PAOLINELLI: A Series Within The Series

Tuscany Bay Books’ co-Publisher Richard Paolinelli is today’s blogger as we continue our series of blog posts regarding Tuscany Bay Books’ Planetary Anthology Series. Richard is the co-editor of Pluto and has stories in six books in the series so far.


My first two posts in this series by authors and editors of Tuscany Bay Books’ Planetary Anthology Series have dealt with how I went from just being one of the authors in it to publishing it and my experiences in editing Pluto. So today I’d like to talk about my stories in the series. I’ll touch on the six that were accepted and the two that were subbed and await the editors’ decision.

Aside from the story that appears in Pluto, there is an overall theme to them. A.M. Freeman, who looks to be on track along with Bokerah Brumley to get a story in all 11 books, also has a theme for her 11 stories.

red spiritual smoke on black background with copy spaceIn the case of Pluto, my story was Yes, Neil D. Tyson, Pluto is a planet. It is set around a vacationing family visiting Disneyland in the late 1950s. And, if you are wondering how that can fit into the definition of science fiction then all I can say is wait until you get to the end of the story. You won’t be disappointed.

As for why I included it, I felt a collection that took on the subject of death should have a light-hearted ending.
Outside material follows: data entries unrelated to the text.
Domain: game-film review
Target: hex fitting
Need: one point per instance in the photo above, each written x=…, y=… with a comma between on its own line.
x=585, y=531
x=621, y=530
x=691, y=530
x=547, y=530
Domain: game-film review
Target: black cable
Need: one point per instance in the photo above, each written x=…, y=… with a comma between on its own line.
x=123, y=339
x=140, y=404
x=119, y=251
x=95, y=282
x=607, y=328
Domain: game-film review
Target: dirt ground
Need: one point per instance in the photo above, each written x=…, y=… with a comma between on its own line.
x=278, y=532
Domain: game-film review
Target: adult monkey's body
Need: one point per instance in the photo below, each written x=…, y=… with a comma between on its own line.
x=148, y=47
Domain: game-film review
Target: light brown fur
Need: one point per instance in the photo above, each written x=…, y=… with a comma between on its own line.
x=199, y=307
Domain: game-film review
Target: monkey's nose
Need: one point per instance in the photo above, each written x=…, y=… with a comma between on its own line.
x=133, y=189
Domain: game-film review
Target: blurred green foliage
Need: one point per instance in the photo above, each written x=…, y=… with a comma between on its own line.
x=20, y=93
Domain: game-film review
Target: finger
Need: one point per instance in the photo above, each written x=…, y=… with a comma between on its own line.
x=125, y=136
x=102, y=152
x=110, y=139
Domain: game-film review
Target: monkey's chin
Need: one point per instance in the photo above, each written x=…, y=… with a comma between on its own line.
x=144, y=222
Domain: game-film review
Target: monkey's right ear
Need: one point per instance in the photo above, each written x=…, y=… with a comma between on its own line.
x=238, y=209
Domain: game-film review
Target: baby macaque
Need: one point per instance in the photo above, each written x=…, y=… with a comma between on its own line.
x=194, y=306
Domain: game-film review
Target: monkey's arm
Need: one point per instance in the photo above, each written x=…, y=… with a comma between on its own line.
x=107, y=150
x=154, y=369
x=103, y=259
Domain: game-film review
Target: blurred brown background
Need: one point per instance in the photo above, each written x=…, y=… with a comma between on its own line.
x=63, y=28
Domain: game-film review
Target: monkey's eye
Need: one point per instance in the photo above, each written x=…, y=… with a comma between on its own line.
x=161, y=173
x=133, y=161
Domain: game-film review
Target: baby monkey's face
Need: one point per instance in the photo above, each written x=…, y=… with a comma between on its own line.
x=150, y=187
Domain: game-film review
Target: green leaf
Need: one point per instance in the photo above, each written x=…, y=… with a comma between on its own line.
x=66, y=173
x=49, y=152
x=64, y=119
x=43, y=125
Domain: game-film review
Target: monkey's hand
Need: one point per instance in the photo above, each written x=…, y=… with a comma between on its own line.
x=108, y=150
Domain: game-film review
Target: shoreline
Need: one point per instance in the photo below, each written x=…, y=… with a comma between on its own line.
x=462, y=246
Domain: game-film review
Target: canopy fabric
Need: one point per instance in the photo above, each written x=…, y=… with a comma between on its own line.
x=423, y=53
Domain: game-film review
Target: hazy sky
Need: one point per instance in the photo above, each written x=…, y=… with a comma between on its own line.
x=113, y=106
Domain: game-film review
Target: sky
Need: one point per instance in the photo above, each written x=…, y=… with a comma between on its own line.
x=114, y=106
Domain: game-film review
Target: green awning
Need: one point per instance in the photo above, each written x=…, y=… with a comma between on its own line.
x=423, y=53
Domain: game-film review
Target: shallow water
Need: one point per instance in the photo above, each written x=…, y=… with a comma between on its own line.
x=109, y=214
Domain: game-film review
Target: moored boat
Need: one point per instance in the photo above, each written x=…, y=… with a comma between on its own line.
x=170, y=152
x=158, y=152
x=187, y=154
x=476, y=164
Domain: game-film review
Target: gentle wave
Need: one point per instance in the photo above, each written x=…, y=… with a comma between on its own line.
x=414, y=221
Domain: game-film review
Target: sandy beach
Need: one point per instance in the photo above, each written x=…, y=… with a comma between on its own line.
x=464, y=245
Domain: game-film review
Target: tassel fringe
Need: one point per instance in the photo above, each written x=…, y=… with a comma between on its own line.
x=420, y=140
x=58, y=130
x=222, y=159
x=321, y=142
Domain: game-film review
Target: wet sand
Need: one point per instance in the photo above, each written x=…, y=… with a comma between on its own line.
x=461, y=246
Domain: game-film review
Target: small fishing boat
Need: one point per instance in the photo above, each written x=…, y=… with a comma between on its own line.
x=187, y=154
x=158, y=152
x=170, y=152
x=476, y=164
Something, well if you will indulge me, goofy, shall we say?

As for the rest of my stories in the series, the theme is: The Last Humans. Be it the last human in space, on Earth or even in the entire universe itself. Each story, aside from Pluto, casts one human being in an incredible situation.

You might think that would be all doom and gloom in the finest dystopian fashion. But recall, Superversive Press was not just a publishing house. It was the flagship for a movement. Superversive storytelling does not buy into the subversive, dystopian, everything is horrible mindset that has infected SF/F these days.

So yes, my characters are in the soup and things don’t look so good for them when we encounter them. But at the end of the day, there is still hope. For them and for us.

So let’s look at my last humans and see if I can pique your interest in them a little.

For Luna, I wrote Polar Shift. We are immersed into the story of one Samuel Peck from Peck’s point of view. And Sam is having a very bad day shortly after we meet him. Of course, everyone else on Earth is having an even worse day and Sam comes to the realization that he may just be the last surviving human in the universe.

As a rule, I tend to insert myself into the main character and ride along the adventure I have set out for them. Which is why, more often than not, the finished story seldom ends up the was the story was originally laid out.

In Polar Shift, I really put Sam through hell and, as one of Luna’s themes was madness, I went down the rabbit hole of insanity with Sam on this story. But it is safe to say we both emerged out the other side filled with a renewed sense of hope.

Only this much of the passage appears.